Recent proposals to extend federal subsidies to the freight railroads stem from a 2007 report of a congressional commission that recommended that regular federal subsidies be provided to freight railroads.[5] And as is apparent from statements by Obama's pick to head the FRA, this seems to be the Administration's intention.

In an interview in August, FRA Administrator Joseph Szabo indicated that some of the federal grants and much of the construction will be used to prepare freight lines for more and faster passenger trains. He further noted that while some fast passenger trains -- in the range of 200 mph -- will get their own dedicated rights of way, "in 90 percent of the cases or more, the host railroad will be the freight."[6]

Fiscal Waste on the Fast Track

So there it is: Of the $8 billion in the stimulus bill promised to HSR, the head of President Obama's rail initiative suggests that only a fraction of the money will be devoted to such purposes, the rest being used mostly for improvements to freight railroads that indirectly benefit Amtrak's existing trains. But regardless of which projects get the most money, neither is a productive use of taxpayer funds. Fiscal conservatives should use the FY 2010 budget to eliminate these costly and ineffective commitments.

Ronald D. Utt, Ph.D., is Herbert and Joyce Morgan Senior Research Fellow in the Thomas A. Roe Institute for Economic Policy Studies at The Heritage Foundation.

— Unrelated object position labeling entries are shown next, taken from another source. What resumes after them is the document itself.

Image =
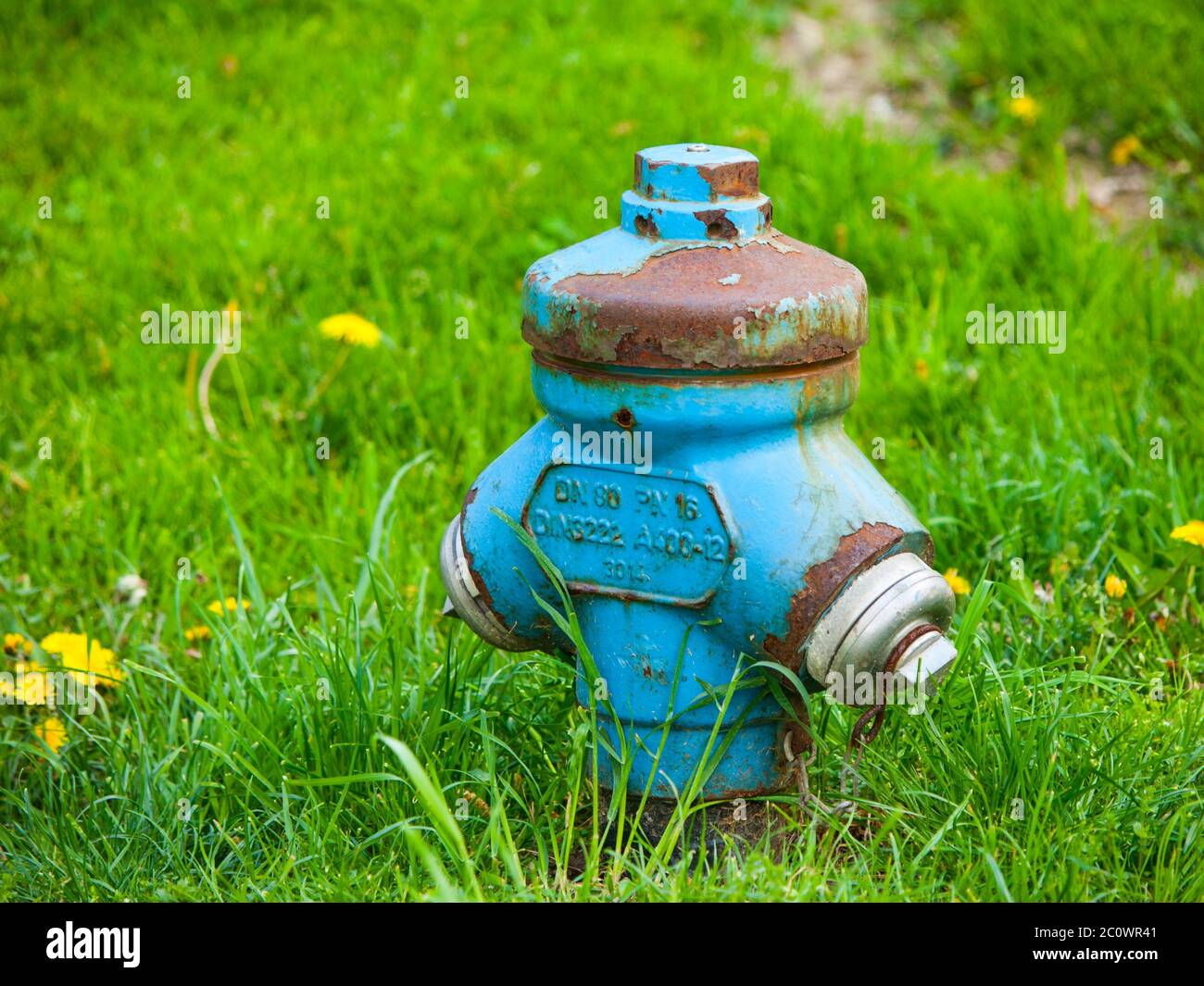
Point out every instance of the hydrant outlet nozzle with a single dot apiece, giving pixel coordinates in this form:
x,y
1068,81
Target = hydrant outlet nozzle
x,y
465,600
897,607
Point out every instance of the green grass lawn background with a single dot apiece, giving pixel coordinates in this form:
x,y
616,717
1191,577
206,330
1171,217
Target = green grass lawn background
x,y
248,766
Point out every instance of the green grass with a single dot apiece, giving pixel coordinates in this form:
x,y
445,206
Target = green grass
x,y
254,768
1098,73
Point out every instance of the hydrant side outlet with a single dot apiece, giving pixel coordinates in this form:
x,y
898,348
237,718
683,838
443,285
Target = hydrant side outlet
x,y
695,366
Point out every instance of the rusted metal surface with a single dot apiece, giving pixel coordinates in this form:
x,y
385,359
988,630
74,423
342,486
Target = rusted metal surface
x,y
737,179
823,581
695,279
763,304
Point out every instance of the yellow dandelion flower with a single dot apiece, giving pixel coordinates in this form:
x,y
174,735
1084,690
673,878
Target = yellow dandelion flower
x,y
31,685
1023,108
52,732
87,661
959,585
1115,588
1123,149
17,642
229,605
1192,532
352,329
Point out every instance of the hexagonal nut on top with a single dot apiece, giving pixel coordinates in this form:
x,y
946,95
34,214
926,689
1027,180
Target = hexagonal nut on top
x,y
696,277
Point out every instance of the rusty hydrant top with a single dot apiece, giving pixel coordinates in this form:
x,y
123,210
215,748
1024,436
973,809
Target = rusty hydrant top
x,y
658,301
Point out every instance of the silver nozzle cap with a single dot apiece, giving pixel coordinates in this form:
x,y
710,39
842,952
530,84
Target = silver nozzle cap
x,y
883,609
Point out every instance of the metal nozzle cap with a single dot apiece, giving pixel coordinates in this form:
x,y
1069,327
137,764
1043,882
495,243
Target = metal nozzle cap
x,y
877,613
464,597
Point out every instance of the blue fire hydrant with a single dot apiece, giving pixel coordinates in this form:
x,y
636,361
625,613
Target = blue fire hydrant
x,y
694,485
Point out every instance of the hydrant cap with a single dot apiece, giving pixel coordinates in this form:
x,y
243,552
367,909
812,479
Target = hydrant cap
x,y
695,277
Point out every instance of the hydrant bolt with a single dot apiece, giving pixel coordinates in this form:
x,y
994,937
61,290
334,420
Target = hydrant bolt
x,y
693,484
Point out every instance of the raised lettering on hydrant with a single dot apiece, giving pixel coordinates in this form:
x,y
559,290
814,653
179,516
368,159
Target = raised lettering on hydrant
x,y
693,483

[1]Randal O'Toole, "High-Speed Rail: The Wrong Road for America," Cato Institute, October 31, 2008.

[2]Thomas J. Billitteri, "High-Speed Trains: Does the United States Need Supertrains?," CQ Researcher, May 1, 2009, p. 399.

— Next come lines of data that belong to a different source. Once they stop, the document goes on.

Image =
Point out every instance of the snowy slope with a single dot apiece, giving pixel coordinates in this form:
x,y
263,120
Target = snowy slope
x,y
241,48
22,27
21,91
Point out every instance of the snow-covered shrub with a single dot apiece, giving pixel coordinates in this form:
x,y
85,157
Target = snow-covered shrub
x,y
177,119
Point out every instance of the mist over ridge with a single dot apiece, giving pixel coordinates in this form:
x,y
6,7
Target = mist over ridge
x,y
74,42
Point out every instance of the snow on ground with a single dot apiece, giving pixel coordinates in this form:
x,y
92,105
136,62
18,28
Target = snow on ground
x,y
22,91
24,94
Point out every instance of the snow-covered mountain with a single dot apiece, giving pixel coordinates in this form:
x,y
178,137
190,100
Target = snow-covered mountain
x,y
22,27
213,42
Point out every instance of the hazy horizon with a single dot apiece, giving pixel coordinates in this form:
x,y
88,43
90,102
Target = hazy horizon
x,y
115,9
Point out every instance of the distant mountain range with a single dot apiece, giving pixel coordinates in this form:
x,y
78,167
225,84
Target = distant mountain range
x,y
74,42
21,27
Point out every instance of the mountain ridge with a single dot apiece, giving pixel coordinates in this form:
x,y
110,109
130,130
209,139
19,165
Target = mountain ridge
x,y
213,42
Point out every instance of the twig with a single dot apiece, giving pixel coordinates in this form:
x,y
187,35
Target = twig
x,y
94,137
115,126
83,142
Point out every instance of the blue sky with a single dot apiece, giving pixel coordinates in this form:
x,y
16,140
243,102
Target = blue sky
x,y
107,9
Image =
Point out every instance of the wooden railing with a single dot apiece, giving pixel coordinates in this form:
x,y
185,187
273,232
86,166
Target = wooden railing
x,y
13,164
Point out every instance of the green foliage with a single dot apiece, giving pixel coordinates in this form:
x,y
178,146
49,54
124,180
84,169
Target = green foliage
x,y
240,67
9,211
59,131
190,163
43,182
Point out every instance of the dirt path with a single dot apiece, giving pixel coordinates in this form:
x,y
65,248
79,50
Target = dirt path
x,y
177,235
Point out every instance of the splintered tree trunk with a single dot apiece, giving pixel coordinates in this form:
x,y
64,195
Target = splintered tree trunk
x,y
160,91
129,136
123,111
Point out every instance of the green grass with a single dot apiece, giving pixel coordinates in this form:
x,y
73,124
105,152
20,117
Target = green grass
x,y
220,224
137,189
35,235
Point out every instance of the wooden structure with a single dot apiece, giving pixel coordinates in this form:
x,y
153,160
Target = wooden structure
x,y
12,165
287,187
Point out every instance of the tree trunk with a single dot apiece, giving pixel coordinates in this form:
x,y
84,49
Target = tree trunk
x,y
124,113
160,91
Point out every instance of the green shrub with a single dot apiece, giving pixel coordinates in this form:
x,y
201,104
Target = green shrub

[3]Wendell Cox and Joseph Vranich, "The California High Speed Rail Proposal: A Due Diligence Report," Reason Foundation, September 1, 2008, at http://reason.org/news/show/the-california-high-speed-rail (September 30, 2009).

[4]James Nash, "Passenger Rail Official: Trains Are the Ticket," The Columbus Dispatch, September 23, 2009.

[5]National Surface Transportation Policy and Revenue Study Commission, "Report of the National Surface Transportation Policy and Revenue Study Commission: Transportation for Tomorrow," December 2007, pp. 42-43, at http://transportationfortomorrow.org/final_report/ (September 30, 2009). See also Ronald D. Utt, "The Transportation Commission's Proposed 200 Percent Gas Tax Increase: One of Several Bad Ideas in Its Report," Heritage Foundation Backgrounder No. 2103, January 30, 2008, at http://www.heritage.org/static/reportimages/BFFDB2939BC5F074094D177CC67ABF3A.pdf.

[6]John D. Boyd, "Szabo Sees Passenger Grants Including Freight Needs," Journal of Commerce, August 24, 2009.